Advanced workflow for multi-well tracer test analysis in a geothermal reservoir

Interpretation of tracer tests in geothermal reservoirs is carried out by fitting the measured data either with simplified two-dimensional (2-D) analytical solutions or with complex numerical models. Available analytical solutions commonly only describe isotropic conditions in 1-D or 2-D, which is generally unsatisfactory to construct realistic reservoir models. Moreover, due to the large spatial and temporal scale of a tracer test in deep reservoirs, the concentration levels measured in the field are relatively low due to dispersion that complicates the assessment of breakthrough curve tailing and residence time. Fitting tracer data with fully resolving 3-D numerical models thus may be more appropriate, but even with a rich set of field data, reliable calibration is often compromised by the high computational effort and data hunger of such models. In this study, an advanced workflow is presented for evaluating tracer test data. Firstly, a 3-D analytical model in which solute transport is considered in anisotropic porous media is developed. Green's function method is applied to obtain a moving line source solution of the convection-dispersion-diffusion equation for solute transport in a 3-D porous medium. In addition, Green's function equation is analytically convoluted with a rectangular pulse function, which represents tracer injection. Secondly, the analytical model results are fitted to the tracer test data by Monte-Carlo simulations to obtain feasible ranges of flow velocities, as well as longitudinal and transversal dispersivities.
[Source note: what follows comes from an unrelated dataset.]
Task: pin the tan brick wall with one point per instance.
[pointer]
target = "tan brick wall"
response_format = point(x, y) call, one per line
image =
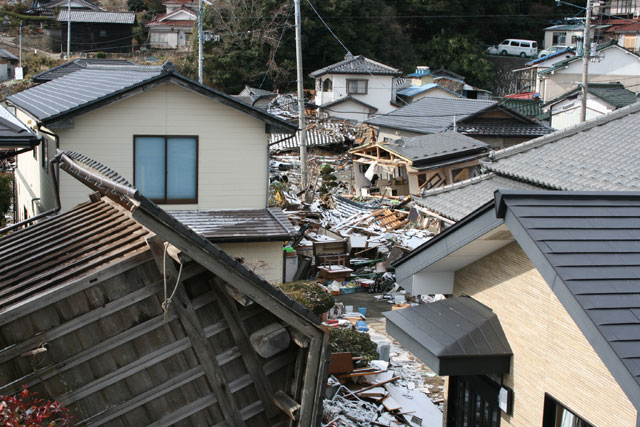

Finally, the derived parameter values are implemented in a 3-D numerical model to evaluate the solute residence time in a large-scale reservoir. The results applied to field data from the Kızıldere field in Turkey demonstrate that the workflow provides robust estimates of effective parameters from well-to-well data in complex reservoir systems with anisotropic flow paths. Thus, despite the higher effort of applying convolution and stochastic parameter estimation, the preceding analytical step of the workflow substantially eases numerical model set-up.